Cibersegurança · 3 min read · Jan 28, 2026
Hackers iranianos invadem e desfiguram site de agência do governo dos EUA

Um grupo de hackers que afirma trabalhar para o governo iraniano invadiu e desfigurou o site de uma agência do governo dos EUA em 4 de janeiro de 2020.
Os hackers postaram uma imagem manipulada de um Donald Trump ensanguentado sendo socado na face por um Guarda Revolucionário iraniano ao lado de mensagens pró-Irã.
“Invadido pelo Grupo de Hackers de Cibersegurança do Irã. Esta é apenas uma pequena parte da capacidade cibernética do Irã! Estamos sempre prontos,” dizia uma linha na parte inferior da imagem.
A invasão, que teve como alvo o site do Programa de Biblioteca Federal de Depósito (FDLP) dos EUA, foi aparentemente um ataque de vingança após a morte do General de Divisão iraniano Qassem Soleimani em um ataque de drone dos EUA no Iraque em 3 de janeiro de 2020.
O FDLP é um programa administrado pelo Escritório de Publicação do Governo para disponibilizar documentos e informações do governo ao público sem custo.
“Esta é uma mensagem da República Islâmica do Irã,” escreveram os hackers no site. “Não vamos parar de apoiar nossos amigos nas regiões, o povo oprimido da Palestina, o povo oprimido do Iémen, o povo e o governo sírio, o povo e o governo do Iraque, o povo oprimido do Bahrein, a verdadeira resistência mujahideen no Líbano e na Palestina… Esta é apenas uma pequena parte da capacidade cibernética do Irã. Estamos sempre prontos. Continuaremos.”
O site do FDLP, que apresentava a imagem manipulada, está atualmente fora do ar. Embora a mensagem e a imagem tenham sido removidas de sua página principal, a invasão ainda pode ser encontrada através da pesquisa no Google.
Um porta-voz da Agência de Cibersegurança e Segurança de Infraestrutura (CISA), uma divisão do Departamento de Segurança Interna (DHS), confirmou a invasão e disse que está monitorando a aparente invasão, que eles se referiram como uma “desfiguração.”
“Estamos cientes de que o site do Programa de Biblioteca Federal de Depósito (FDLP) foi desfigurado com mensagens pró-Iranianas e anti-EUA,” disse Sara Sendek, porta-voz da CISA do DHS.

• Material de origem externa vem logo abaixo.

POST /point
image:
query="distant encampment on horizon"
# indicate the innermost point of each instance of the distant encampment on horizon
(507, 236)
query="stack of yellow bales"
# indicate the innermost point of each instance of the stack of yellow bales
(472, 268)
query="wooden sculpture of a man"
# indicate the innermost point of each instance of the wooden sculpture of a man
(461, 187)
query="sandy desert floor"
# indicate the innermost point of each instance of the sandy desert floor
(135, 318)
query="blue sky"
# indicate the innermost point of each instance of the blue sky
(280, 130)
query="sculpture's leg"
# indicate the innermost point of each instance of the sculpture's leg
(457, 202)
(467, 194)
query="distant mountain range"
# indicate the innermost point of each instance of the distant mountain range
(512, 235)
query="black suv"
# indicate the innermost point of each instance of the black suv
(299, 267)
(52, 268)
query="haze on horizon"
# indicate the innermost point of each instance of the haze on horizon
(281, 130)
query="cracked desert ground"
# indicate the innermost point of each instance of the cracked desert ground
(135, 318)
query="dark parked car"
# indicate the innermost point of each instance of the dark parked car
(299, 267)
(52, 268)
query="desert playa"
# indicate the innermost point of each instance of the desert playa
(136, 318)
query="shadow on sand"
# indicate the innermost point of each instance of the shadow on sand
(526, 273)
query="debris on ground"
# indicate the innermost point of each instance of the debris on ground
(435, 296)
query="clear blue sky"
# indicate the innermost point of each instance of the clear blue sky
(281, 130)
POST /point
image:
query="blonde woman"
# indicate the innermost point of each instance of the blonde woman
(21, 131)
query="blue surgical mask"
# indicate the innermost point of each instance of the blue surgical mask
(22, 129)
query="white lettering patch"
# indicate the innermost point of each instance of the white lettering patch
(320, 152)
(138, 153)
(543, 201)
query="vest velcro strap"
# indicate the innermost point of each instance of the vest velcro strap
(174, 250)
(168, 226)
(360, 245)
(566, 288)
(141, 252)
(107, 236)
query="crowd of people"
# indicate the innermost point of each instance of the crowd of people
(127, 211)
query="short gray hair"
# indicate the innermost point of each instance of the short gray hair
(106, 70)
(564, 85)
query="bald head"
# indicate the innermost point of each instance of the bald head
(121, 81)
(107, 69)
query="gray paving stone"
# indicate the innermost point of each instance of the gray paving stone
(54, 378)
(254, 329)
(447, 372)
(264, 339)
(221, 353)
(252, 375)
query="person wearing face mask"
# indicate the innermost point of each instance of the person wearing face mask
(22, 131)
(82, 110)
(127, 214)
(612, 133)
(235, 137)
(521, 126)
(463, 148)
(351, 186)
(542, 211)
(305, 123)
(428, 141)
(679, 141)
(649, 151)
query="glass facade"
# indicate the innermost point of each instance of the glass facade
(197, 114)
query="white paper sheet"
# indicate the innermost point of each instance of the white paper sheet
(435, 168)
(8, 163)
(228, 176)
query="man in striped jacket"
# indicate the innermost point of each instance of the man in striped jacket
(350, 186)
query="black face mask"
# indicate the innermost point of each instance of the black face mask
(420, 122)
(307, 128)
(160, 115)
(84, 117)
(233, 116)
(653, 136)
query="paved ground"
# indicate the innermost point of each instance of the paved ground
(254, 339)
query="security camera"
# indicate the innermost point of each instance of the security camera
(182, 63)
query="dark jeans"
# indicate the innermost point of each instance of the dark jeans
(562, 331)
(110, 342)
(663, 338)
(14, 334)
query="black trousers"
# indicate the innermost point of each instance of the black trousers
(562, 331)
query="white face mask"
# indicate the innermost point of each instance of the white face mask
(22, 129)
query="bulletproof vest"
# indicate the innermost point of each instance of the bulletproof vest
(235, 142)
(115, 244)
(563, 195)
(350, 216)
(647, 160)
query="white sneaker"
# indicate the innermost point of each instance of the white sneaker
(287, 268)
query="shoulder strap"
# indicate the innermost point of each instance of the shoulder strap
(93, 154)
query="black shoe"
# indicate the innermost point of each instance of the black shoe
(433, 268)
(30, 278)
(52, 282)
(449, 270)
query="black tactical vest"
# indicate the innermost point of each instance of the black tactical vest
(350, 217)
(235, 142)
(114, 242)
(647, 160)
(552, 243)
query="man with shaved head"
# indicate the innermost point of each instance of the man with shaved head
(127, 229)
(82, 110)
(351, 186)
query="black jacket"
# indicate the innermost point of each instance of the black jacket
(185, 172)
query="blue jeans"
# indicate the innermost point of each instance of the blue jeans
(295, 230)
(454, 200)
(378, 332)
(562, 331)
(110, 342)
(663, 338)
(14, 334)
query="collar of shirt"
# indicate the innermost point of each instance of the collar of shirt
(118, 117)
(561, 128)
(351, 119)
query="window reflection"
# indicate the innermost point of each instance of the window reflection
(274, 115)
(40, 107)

“Neste momento, não há confirmação de que esta foi a ação de atores patrocinados pelo estado iraniano. O site foi retirado do ar e não está mais acessível. A CISA está monitorando a situação com o FDLP e nossos parceiros federais.”
Enquanto isso, Gary Somerset, o chefe de relações públicas do Escritório de Publicação do Governo dos EUA, disse que seu escritório está “coordenando com as autoridades apropriadas” para investigar o assunto.
“Uma intrusão foi detectada no site FDLP do GPO, que foi retirado do ar. Outros sites do GPO estão totalmente operacionais,” acrescentou.
Após o ataque de drone, o Irã prometeu uma retaliação “destrutiva e poderosa” pela morte de Soleimani. Vários especialistas já alertaram sobre as capacidades de guerra cibernética do Irã contra os EUA.
O DHS, no sábado, citou um ciberataque como uma possibilidade, embora tenha citado “nenhuma ameaça credível.”
Em um boletim postado no Twitter, o DHS disse: “O Irã mantém um programa cibernético robusto e pode executar ciberataques contra os Estados Unidos. O Irã é capaz, no mínimo, de realizar ataques com efeitos disruptivos temporários contra a infraestrutura crítica nos Estados Unidos.”
Em 3 de janeiro de 2020, Soleimani foi morto junto com 25 outros durante um ataque aéreo mortal dos EUA ordenado pelo presidente dos EUA, Donald Trump, contra o grupo de milícias iraquianas Kata’ib Hezbollah apoiado pelo Irã.
Chamando os ataques de “defensivos”, os EUA disseram que eram em retaliação ao disparo de 30 foguetes por milícias iraquianas pró-Iranianas que mataram um contratante de defesa dos EUA.
Trump prometeu que, se o Irã atacar uma base americana ou qualquer americano “o que eu aconselharia fortemente a não fazer, nós os atingiremos mais forte do que nunca antes!”